Да, их как бы не существовало, и все-таки они были. И не только как создатели всего материального благополучия страны, но и как постоянная угроза спокойствию начальства. В десятилетие перед так называемой «революцией Мейдзи» (то есть до 1867 года) историки отметили 64 крестьянских восстания, когда тысячи людей, доведенных нищетой до отчаянья, шли на верную гибель, не будучи в состоянии терпеть ужас своей жизни.

И уже совсем недавно, в 1918 году, вероятно как отклик на события в Советской России, по всей Японии прокатились волны так называемых «рисовых бунтов», в которых участвовало в общей сложности около 10 миллионов человек. Десяти миллионов!

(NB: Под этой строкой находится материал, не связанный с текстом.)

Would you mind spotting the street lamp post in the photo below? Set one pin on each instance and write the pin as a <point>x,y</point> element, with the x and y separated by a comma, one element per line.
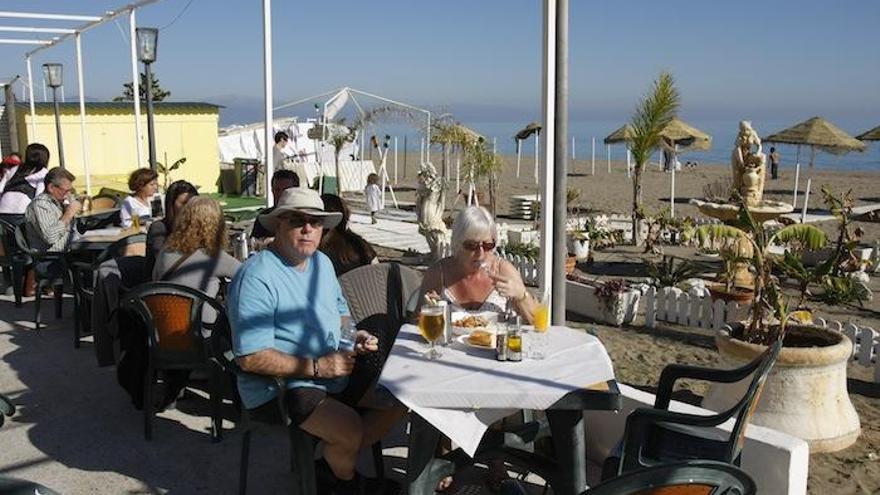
<point>53,76</point>
<point>147,40</point>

Войны в Юго-Восточной Азии и последняя война, закончившаяся разгромом империи, были страшны для жителей деревень. Красные повестки требовали все новых поставок пушечного мяса. Но еще более ужасными были повестки белые. Они не считались ни с полом, ни с возрастом. Это была мобилизация на принудительные работы. Ей подлежали все — женщины, девушки, старики — все, от семнадцати до семидесяти лет. Белая повестка означала гибель. В первые же месяцы принудительных работ всю страну облетела история молодого рабочего из Кобе, который, получив белую повестку, написал письмо губернатору и ночью лег под поезд вместе с двумя маленькими сестрами и бабушкой. Полиция разгоняла и хватала тысячи людей, пришедших на их похороны.

Так что, когда император в своей капитуляционной речи обратился к народу с призывом: «Вынесем невыносимое», он несколько опоздал: к концу войны народ, и особенно крестьяне, вынесли уже все, что мог бы вынести человек.

В 1946 году, когда американские оккупанты устанавливали в Японии свой «новый порядок», разные проекты земельной реформы отпадали один за другим: владельцы земли не хотели расставаться со своим старинным правом грабить крестьян, и те по-прежнему отдавали хозяевам шестьдесят процентов своего урожая.

Цель моего путешествия — маленькая деревня, в шестьдесят дворов, в префектуре Яманаси, в уезде Китацуру-гун, находилась не очень далеко, километрах в ста двадцати от Токио, но она была в горах, а горы в Японии — это всегда глушь.

Мы плотно позавтракали, шофер Витя уложил в «джип» несколько коробок с продовольствием, мы вышли на крыльцо; день был ясный, но ветреный и холодный. Тут Симонов высказался, что не может отпустить меня в осеннем пальто, и тотчас же засунул меня в свою полушубу — бобриковое сооружение до пят, похожее на медвежью доху. Мы простились и вынеслись на магистраль. С нами был и корреспондент «Асахи симбун» с «Контаксом» на груди.